Percolator: Large-Scale Incremental Processing at Google

This post is adapted from a paper review I wrote during CMU’s 18-845: Internet Services course, where we studied seminal papers in distributed systems, web architecture, and virtualization. I’ve converted my reviews into blog posts to share them more broadly.

Paper: “Large-scale Incremental Processing Using Distributed Transactions and Notifications” by Daniel Peng and Frank Dabek (OSDI, 2010)

TL;DR

Percolator is Google’s system for incrementally processing updates to massive datasets, built on top of Bigtable to replace batch-oriented MapReduce pipelines for web search indexing. By providing ACID snapshot-isolation transactions and an observer-based notification mechanism, Percolator reduced the median document indexing latency by over 100x compared to the previous MapReduce-based system.

Summary

Percolator is a system for incrementally processing updates to a large dataset, deployed to build the Google web search index. Built on top of the Bigtable distributed storage system, Percolator provides two main abstractions for performing incremental processing at large scale: ACID transactions over a random-access repository, and observers – a mechanism for organizing incremental computations. Percolator supports cross-row, cross-table transactions with ACID snapshot-isolation semantics.

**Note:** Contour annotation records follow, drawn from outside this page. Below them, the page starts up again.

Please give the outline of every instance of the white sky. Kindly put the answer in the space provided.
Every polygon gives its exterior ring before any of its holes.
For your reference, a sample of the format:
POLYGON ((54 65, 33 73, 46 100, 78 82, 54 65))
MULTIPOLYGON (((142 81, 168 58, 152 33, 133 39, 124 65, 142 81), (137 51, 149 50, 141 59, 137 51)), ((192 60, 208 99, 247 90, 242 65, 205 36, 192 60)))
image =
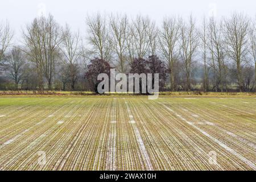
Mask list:
POLYGON ((52 14, 61 25, 67 22, 74 29, 85 31, 88 14, 126 13, 128 16, 148 15, 157 23, 171 15, 188 16, 192 13, 200 19, 214 13, 217 17, 227 16, 234 11, 249 16, 256 14, 255 0, 0 0, 0 20, 8 19, 19 38, 20 28, 39 14, 52 14))

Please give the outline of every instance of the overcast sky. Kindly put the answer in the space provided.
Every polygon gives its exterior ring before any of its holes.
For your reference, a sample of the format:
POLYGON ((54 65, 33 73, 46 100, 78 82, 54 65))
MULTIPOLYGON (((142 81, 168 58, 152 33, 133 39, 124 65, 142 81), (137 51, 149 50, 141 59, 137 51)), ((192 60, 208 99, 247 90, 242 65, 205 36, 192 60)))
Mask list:
POLYGON ((205 15, 228 16, 234 11, 249 16, 256 14, 255 0, 0 0, 0 20, 8 19, 19 38, 22 26, 40 13, 52 14, 61 25, 67 22, 80 32, 85 30, 88 14, 126 13, 148 15, 157 23, 163 17, 174 14, 183 17, 191 13, 197 19, 205 15))

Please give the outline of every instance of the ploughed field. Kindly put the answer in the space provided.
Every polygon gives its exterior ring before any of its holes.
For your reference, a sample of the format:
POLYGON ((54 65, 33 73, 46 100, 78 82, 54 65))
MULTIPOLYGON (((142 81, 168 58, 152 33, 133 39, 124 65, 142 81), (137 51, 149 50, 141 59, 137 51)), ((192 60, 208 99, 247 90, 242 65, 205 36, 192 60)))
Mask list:
POLYGON ((256 170, 256 98, 0 97, 2 170, 256 170))

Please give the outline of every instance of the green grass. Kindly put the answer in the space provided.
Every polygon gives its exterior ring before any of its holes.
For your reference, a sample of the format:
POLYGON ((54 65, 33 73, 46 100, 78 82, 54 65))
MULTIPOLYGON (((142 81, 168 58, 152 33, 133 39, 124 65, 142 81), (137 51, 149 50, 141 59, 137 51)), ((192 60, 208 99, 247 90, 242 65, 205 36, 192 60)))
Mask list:
POLYGON ((255 98, 1 96, 0 170, 255 170, 255 98))

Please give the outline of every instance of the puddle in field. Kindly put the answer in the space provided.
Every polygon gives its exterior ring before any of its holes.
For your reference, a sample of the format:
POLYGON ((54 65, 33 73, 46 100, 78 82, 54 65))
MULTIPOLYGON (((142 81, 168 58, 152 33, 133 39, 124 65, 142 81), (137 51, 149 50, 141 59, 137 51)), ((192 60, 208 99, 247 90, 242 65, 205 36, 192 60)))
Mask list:
POLYGON ((135 123, 135 121, 134 120, 130 121, 130 123, 135 123))
POLYGON ((62 124, 62 123, 64 123, 64 121, 58 121, 58 122, 57 122, 57 124, 60 125, 60 124, 62 124))

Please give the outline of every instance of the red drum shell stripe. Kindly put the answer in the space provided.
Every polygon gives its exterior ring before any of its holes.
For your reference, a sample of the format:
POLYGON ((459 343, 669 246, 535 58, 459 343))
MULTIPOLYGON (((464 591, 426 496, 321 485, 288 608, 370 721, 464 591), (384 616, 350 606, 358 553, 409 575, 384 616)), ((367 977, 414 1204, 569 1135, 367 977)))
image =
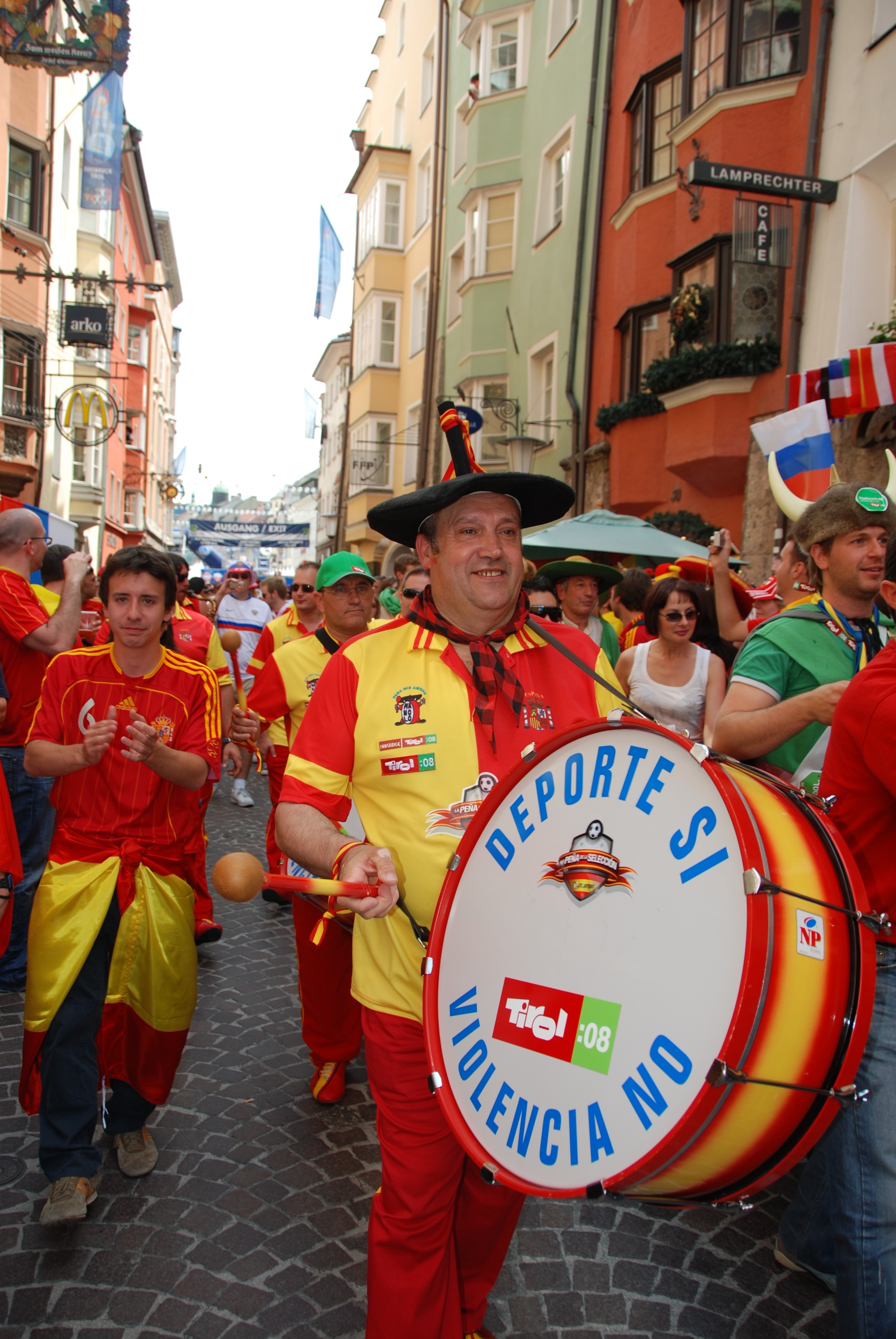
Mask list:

Percolator is significantly faster than MapReduce for this workload. Under the previous MapReduce-based pipeline, each document spent two to three days being indexed before it could appear in search results. With the Percolator-based indexing system, each document is fed through the pipeline as it is crawled. The immediate advantage is a dramatic reduction in latency: the median document moves through Caffeine over 100x faster than in the previous system, and the average document age is reduced by 50%.

Strengths

Percolator does not reinvent the wheel. It leverages Bigtable and GFS for the majority of its needs, building a focused layer of transaction and notification logic on top of proven infrastructure.
The money transfer example and accompanying code snippet are extremely effective at explaining how Percolator works. This was a particularly useful section for building intuition.
The evaluation is thorough. The authors compare Percolator against both MapReduce and a synthetic workload, providing a clear picture of the system’s performance characteristics.

Weaknesses

The paper should have provided more justification for why Bigtable alone is not sufficient – and what specifically Percolator adds on top. At a high level, Percolator can appear to be primarily a wrapper around Bigtable, and the paper could do more to clarify the distinction.
The description of the prefetching mechanism is incomplete. The factors that drive the prefetching algorithm and how it is evaluated are not clearly explained.
The failure mode of the timestamp oracle is underspecified. What happens if the oracle fails, and how is recovery handled? More clarity on this would be valuable.

Discussion Questions

Could Percolator use Chubby for its lock service? The paper states that the lock service must be replicated, distributed, and balanced – requirements that Chubby appears to satisfy.
In MapReduce, stragglers are a well-known source of latency. The paper claims that Percolator is immune to stragglers, but can slow-running processes still affect overall system performance?
Timestamps are assigned in strictly increasing order. Is it possible to exhaust the timestamp space under very high request rates? What is the timestamp format and its practical range?
Is the additional computational overhead required by Percolator justified by the reduction in average document age?
Since there is no global deadlock detector, how frequently do deadlocks occur in practice? How are deadlocks resolved – are the involved processes simply killed?